3年ぶりのアルバム「CANNONBALL RUNNING」の楽曲制作も、いつものようにリラックマのシャープペンシルが私の創作を助けてくれました。あのシャープペンシルが手元にないときは、絶対に作詞をしないと決めています(笑)。パソコンやスマホのほうが便利だと思いますが、作詞はやっぱり手書きがよくて。曲をいただいて、それを聴きながら自分の中から出てきた言葉を改めて書くことで、体に染み込むというか。肌になじむような感覚があるんです。

手書きすることで、何を発したいのか表現したいのかが明確になり、自然と導かれる気がする。不思議ですよね。もしかすると、ある種のゲン担ぎのようなものかもしれません。シャープペンシルが作詞の扉を開く鍵というか、スイッチが入るのは確かですね。

家庭では「ものを大事に使いなさい」といわれて育ったという水樹さん。ニューアルバム「CANNONBALL RUNNING」の楽曲制作でも15年間使い続けているリラックマのシャープペンシルが活躍した

20周年を駆け抜ける

新アルバムで「マーガレット」というウエディングソングにも挑戦しました。ここ数年、ファンの方から私がきっかけで出会い、結婚したというハッピーな報告をたくさんいただくようになって。そんなみなさんを祝福する曲を書きたいと思ったんです。サウンドもアコースティックでシンプルな仕上がりで、これも私にとっては新感覚でした。

今年の3月、1つの楽器と私の歌だけでセッションするという実験的な「ナナラボ」というライブを経験したことが、とても大きな刺激になって。より表現の幅が広がり、音楽への自由度が増したと感じます。その感覚をフルに生かして制作したのが今回のアルバムです。
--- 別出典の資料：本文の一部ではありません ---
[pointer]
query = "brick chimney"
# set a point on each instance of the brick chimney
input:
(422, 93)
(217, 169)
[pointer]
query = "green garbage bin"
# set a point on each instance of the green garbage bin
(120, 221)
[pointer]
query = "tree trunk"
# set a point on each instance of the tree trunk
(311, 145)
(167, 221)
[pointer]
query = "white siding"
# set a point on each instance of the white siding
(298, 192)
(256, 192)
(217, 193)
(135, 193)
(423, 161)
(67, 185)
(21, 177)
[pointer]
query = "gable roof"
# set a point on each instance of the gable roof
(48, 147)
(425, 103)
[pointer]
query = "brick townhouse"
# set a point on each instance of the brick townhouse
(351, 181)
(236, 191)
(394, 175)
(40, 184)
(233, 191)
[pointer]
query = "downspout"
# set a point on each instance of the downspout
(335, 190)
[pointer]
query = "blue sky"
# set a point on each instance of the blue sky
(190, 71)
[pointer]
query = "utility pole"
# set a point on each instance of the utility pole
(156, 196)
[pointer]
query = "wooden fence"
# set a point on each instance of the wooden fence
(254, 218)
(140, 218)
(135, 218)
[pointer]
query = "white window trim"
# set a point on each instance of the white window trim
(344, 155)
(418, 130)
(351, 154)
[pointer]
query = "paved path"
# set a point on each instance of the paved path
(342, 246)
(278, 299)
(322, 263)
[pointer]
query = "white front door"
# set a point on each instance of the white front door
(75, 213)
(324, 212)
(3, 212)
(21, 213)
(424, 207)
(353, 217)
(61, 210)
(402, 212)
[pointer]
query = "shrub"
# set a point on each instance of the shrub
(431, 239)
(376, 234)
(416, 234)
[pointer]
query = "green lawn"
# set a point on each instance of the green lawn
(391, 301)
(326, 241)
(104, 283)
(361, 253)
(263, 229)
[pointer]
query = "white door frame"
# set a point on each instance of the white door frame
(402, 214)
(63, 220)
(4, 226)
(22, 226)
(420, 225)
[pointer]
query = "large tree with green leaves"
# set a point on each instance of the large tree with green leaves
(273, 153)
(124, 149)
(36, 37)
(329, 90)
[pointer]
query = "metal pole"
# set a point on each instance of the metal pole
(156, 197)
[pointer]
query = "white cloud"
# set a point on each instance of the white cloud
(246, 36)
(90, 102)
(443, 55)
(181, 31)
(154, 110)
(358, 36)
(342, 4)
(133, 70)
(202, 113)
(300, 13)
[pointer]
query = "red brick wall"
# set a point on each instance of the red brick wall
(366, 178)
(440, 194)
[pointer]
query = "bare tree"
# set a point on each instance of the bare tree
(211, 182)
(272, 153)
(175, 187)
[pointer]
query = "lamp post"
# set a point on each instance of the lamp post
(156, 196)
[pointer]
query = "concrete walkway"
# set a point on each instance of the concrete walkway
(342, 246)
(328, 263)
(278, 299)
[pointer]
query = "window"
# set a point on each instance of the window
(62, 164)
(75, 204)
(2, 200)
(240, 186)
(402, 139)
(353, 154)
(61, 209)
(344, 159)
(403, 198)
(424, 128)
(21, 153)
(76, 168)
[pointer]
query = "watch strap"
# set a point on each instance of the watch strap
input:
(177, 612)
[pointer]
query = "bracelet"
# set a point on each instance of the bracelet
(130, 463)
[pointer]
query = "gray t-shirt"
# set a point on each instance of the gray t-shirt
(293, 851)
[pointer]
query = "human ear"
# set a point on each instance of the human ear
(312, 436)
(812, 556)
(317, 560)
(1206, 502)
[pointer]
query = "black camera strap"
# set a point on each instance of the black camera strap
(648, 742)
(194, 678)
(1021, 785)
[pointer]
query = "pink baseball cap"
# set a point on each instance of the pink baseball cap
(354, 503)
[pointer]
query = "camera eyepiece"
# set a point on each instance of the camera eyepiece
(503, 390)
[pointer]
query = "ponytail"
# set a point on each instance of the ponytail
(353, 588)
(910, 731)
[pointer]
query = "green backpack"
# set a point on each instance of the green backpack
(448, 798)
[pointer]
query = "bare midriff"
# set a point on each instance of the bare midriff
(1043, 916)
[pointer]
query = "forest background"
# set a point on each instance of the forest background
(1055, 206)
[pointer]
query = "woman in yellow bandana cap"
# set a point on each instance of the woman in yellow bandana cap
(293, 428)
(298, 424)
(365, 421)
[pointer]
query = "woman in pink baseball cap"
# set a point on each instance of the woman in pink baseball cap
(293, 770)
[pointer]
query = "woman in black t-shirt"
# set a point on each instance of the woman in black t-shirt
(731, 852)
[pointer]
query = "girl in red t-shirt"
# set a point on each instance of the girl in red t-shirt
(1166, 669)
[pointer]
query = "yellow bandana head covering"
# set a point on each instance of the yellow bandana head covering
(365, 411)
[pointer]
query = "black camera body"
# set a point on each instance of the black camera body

来年、アーティストデビュー20周年を迎えることもあり、はじめは15曲の予定が制作の終盤になって「20周年の始まりにふさわしく、"ナナ"にこだわって17曲にしよう」とプロデューサーから言われたときは衝撃的でした(笑)。

20周年を迎える2020年は、アルバムのタイトル通り、弾丸のように駆け抜ける予定です(笑)。そのためにも、食と運動で自分の体と心にしっかり向き合い、準備したいと思います!

ニューアルバム「CANNONBALL RUNNING」は12月11日発売。デビュー20周年となる2020年はアルバムのタイトル通り「弾丸のように駆け抜ける予定です」(笑)
水樹奈々
1980年1月21日生まれ、愛媛県出身。1997年に声優デビュー。2000年に歌手としてデビューし、声優アーティストとして歩み始める。2009年12月に「紅白歌合戦」へ初出場。2020年はアーティストデビュー20周年を迎える。2020年3月28日、地元・愛媛県武道館を皮切りに全国ツアーを開催する。同年11月には、キャロル・キングを演じる主演ミュージカル「Beautiful」の再演も決定している。

「CANNONBALL RUNNING」

「CANNONBALL RUNNING」(KICS-3884、3000円+税)

前作から3年ぶりとなる13枚目のオリジナルアルバム。自らが出演するアニメのオープニングテーマ『METANOIA』などのタイアップソングを含む全17曲。ライブの新定番曲になるようにと思いを込めた『UPSETTER』は水樹さん自らが作詞作曲を手掛けた、心励まされるアップチューン。